Overview of the Book Lighting the nude model is distinct from lighting in other types of people photography.
This book is to help those who have tried some nude lighting, but are struggling to create interesting images. The serious photographer who is new to nudes will also benefit. This guide is about reaching that next level and making nude models look their best and most interesting.
This guide is about lighting the nude, so I’m not going to make you sift through a lot of lighting techniques for non-nude modeling. There is a lot you can learn about general lighting that is not covered in this guide.
This guide deals with lighting the whole figure in most cases, or at least three-quarters of the model’s body. Don’t look for information about lighting close ups of the face. Knowledge of portrait lighting is helpful, but not essential to begin shooting nudes.
You also won’t find more than a brief explanation of general lighting concepts. I’m assuming that you already know some general photography; this isn’t intended to be your first photography book, or encyclopedic. As much of the book as possible is devoted to lighting the nude. A list of suggested topics for further study, such as inverse square law, can be found at the end of the book.
With regard to models This guide demonstrates lighting for photographing a beautiful model to bring out her best and most fascinating features. There are plenty of books that tell you how to hide your subject’s flaws; this is not one of those books. You won’t find any tips for making regular people look slimmer, taller, or more beautiful.
What you will find are illustrated examples and step-by-step instructions for creating photographs of beautiful nude women.
With regard to retouching In this guide I have retouched minor flaws on the models (stray hairs for example). I have also corrected some minor defects in the backgrounds or defects from lens characteristics (chromatic aberration for example). However, because this is a collection of images to illustrate lighting, I’ve avoided any retouching that pertains to lighting effects (such as shine on a nose or forehead). Although such lighting defects can easily be removed with post processing, I let them remain in order to preserve as much information as possible about the lighting. Just as no model is perfect, no light arrangement is perfect and you will want to retouch most of your images—though post processing is a topic for a whole other book.
How to use the diagrams
Each lighting setup has one or more example photos and a diagram of how to place the studio equipment. Because the characteristic of each studio is different, and your equipment will vary, the diagrams are a starting point from which you will want to make minor adjustments.

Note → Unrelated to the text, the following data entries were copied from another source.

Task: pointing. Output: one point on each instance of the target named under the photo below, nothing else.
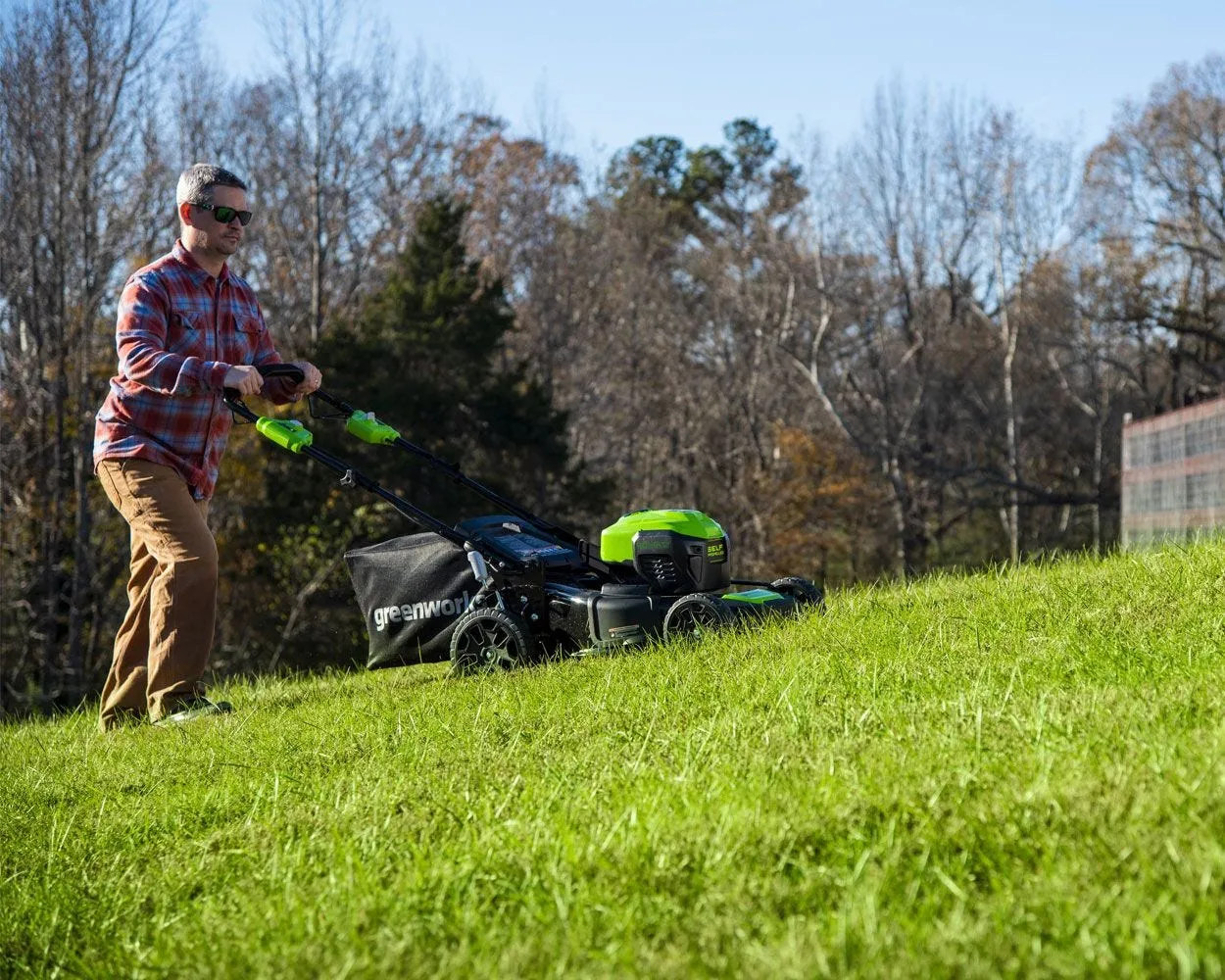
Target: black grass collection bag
(412, 591)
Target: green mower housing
(676, 552)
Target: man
(187, 328)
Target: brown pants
(163, 645)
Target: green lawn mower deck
(543, 591)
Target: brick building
(1174, 474)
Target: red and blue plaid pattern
(179, 332)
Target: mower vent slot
(662, 568)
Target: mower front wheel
(488, 640)
(696, 615)
(803, 591)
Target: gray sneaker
(199, 707)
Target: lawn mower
(513, 588)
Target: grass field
(999, 774)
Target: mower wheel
(803, 591)
(488, 640)
(696, 615)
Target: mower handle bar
(461, 478)
(269, 370)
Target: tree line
(907, 352)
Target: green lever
(367, 427)
(288, 434)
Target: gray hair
(197, 181)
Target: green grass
(1009, 773)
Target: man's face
(210, 231)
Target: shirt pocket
(186, 334)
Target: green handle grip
(367, 427)
(288, 434)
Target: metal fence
(1174, 475)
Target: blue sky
(616, 73)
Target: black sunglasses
(225, 215)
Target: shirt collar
(199, 273)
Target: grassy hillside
(1009, 773)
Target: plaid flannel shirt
(179, 332)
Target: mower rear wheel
(696, 615)
(803, 591)
(488, 640)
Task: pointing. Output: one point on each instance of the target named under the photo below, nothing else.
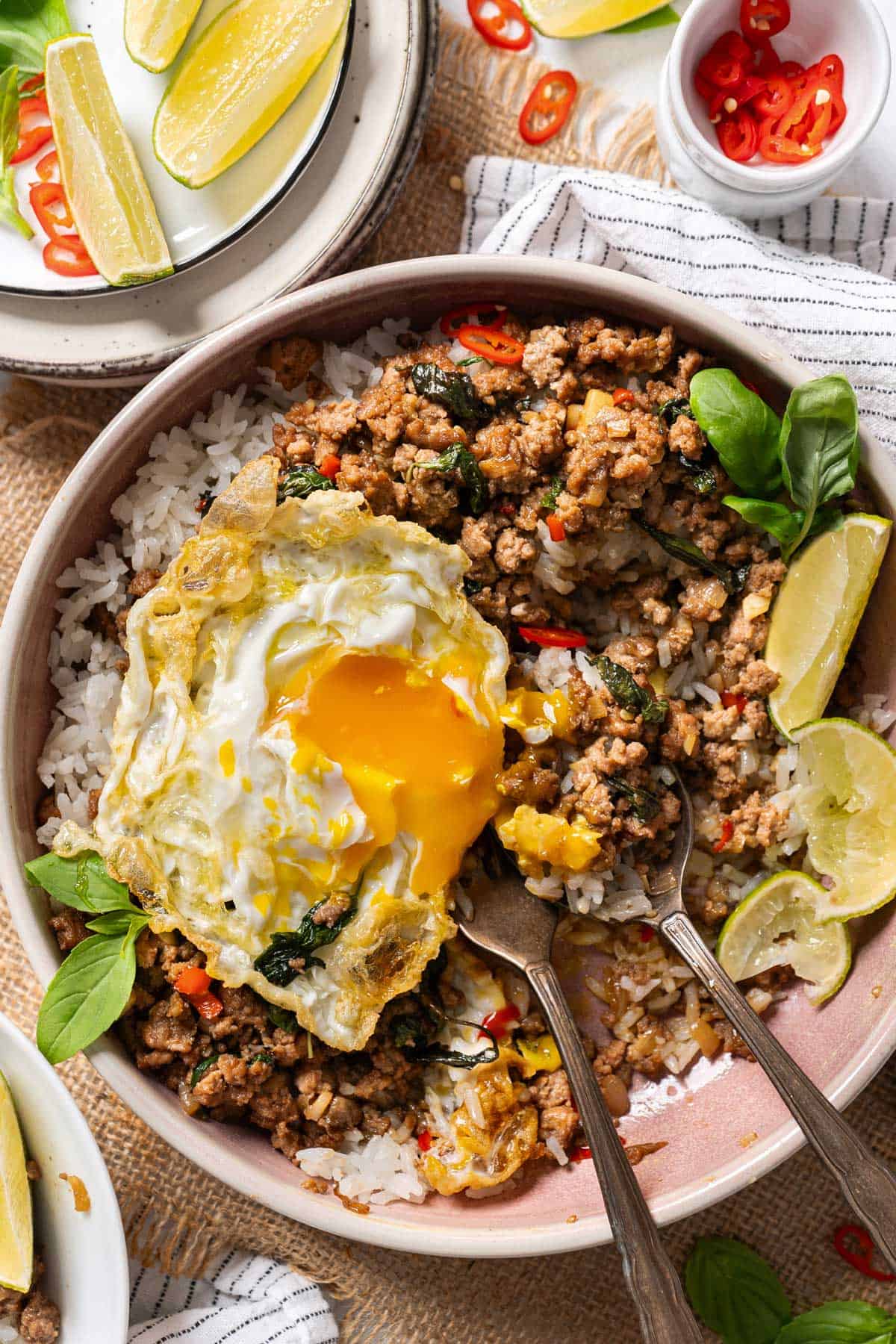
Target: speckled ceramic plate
(196, 223)
(122, 336)
(723, 1122)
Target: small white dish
(196, 223)
(852, 28)
(85, 1253)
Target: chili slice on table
(553, 636)
(494, 346)
(857, 1249)
(548, 107)
(67, 255)
(487, 315)
(499, 28)
(45, 196)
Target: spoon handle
(656, 1288)
(867, 1183)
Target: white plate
(85, 1253)
(196, 223)
(122, 336)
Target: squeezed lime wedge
(16, 1230)
(778, 925)
(849, 806)
(104, 181)
(815, 616)
(156, 30)
(238, 78)
(582, 18)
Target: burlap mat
(178, 1216)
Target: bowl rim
(398, 282)
(81, 1140)
(775, 178)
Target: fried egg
(312, 710)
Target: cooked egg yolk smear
(418, 757)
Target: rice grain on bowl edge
(648, 988)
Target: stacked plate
(299, 206)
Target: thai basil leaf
(675, 409)
(735, 1292)
(87, 994)
(454, 391)
(26, 27)
(550, 500)
(659, 19)
(841, 1323)
(285, 948)
(302, 480)
(202, 1068)
(80, 882)
(682, 549)
(742, 428)
(461, 460)
(10, 213)
(644, 804)
(820, 445)
(625, 690)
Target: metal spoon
(867, 1183)
(517, 927)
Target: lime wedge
(849, 806)
(104, 181)
(777, 925)
(238, 78)
(815, 615)
(582, 18)
(156, 30)
(16, 1233)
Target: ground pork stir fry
(566, 479)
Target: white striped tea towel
(242, 1300)
(818, 281)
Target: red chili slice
(499, 1021)
(553, 638)
(67, 255)
(738, 136)
(494, 346)
(497, 28)
(33, 134)
(477, 315)
(50, 206)
(857, 1249)
(548, 107)
(727, 831)
(777, 97)
(763, 19)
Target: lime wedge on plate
(16, 1233)
(104, 181)
(582, 18)
(777, 925)
(156, 30)
(238, 78)
(815, 615)
(849, 806)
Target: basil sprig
(10, 213)
(735, 1292)
(93, 984)
(26, 27)
(813, 452)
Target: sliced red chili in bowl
(508, 28)
(494, 346)
(548, 107)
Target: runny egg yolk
(417, 759)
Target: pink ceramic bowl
(723, 1124)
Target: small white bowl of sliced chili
(770, 99)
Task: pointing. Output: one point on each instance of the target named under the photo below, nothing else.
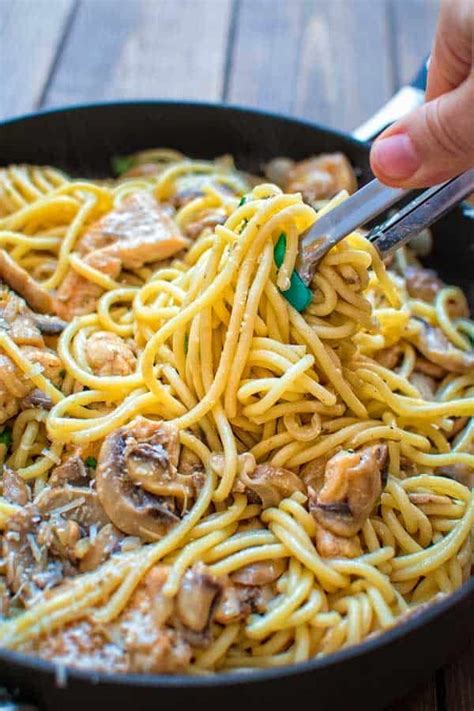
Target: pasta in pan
(197, 477)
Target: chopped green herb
(298, 295)
(120, 164)
(6, 436)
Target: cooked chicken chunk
(137, 232)
(329, 545)
(267, 485)
(434, 345)
(344, 496)
(108, 354)
(20, 281)
(316, 178)
(425, 385)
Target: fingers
(430, 145)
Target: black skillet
(81, 140)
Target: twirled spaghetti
(196, 476)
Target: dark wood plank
(309, 57)
(414, 23)
(459, 682)
(264, 62)
(143, 48)
(30, 35)
(422, 698)
(345, 68)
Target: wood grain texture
(30, 35)
(413, 27)
(459, 681)
(423, 698)
(306, 57)
(143, 48)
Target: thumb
(432, 144)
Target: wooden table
(334, 61)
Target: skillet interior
(81, 140)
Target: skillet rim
(225, 679)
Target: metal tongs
(368, 203)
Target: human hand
(436, 142)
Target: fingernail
(395, 156)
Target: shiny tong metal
(368, 203)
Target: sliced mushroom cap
(15, 489)
(196, 598)
(329, 545)
(76, 503)
(130, 508)
(269, 485)
(351, 488)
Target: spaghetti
(196, 476)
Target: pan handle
(406, 99)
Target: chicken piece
(319, 177)
(13, 384)
(28, 570)
(329, 545)
(434, 345)
(77, 295)
(20, 281)
(196, 598)
(262, 483)
(262, 572)
(268, 485)
(137, 478)
(108, 354)
(422, 283)
(36, 398)
(343, 498)
(425, 384)
(15, 489)
(138, 231)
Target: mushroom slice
(20, 281)
(329, 545)
(129, 458)
(99, 550)
(196, 598)
(434, 345)
(15, 489)
(269, 485)
(76, 503)
(352, 485)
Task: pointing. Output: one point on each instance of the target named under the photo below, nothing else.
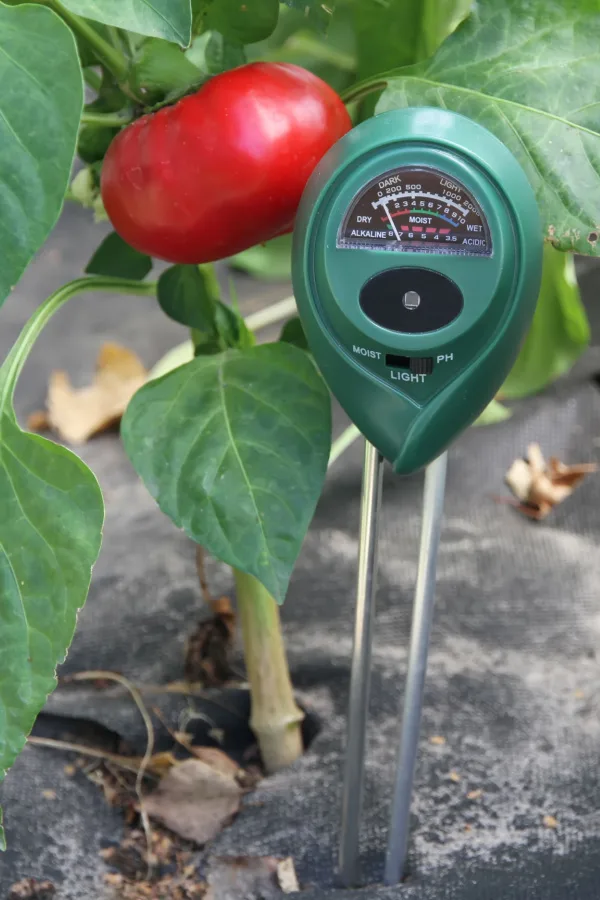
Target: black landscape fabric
(511, 726)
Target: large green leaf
(234, 449)
(559, 332)
(169, 19)
(163, 67)
(528, 71)
(50, 534)
(393, 33)
(271, 261)
(191, 296)
(212, 53)
(115, 258)
(40, 107)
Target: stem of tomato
(109, 120)
(362, 89)
(275, 718)
(92, 78)
(113, 59)
(14, 362)
(345, 440)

Lights are numbered, and other set elements are identified by letters. Next to some lights is a height measurement signified by an up/down arrow (↕) indicating the number of feet above the level of the model’s lowest body part (usually the floor) to the middle of the light. Also you will find a distance measurement signified by a left/right arrow (↔) indicating the distance from the front of the light to the closest part of the model.
Model: Sarah H.
Photo 1: Concepts title image Lighting Concepts for Nude Photography
The Importance of Lighting Before you jump in and start taking a bunch of nude photographs, take some time to set up your studio lighting; to stack the odds in your favor. Lighting is my top consideration in nude photography once I’ve found the right model.
Studio lighting allows the ultimate control over illumination, and with most nude photography taking place in the studio, the majority of the examples are indoor lighting.
Location lighting is the most enjoyable for me, combining creative challenges of a non-studio setting with the control of being indoors.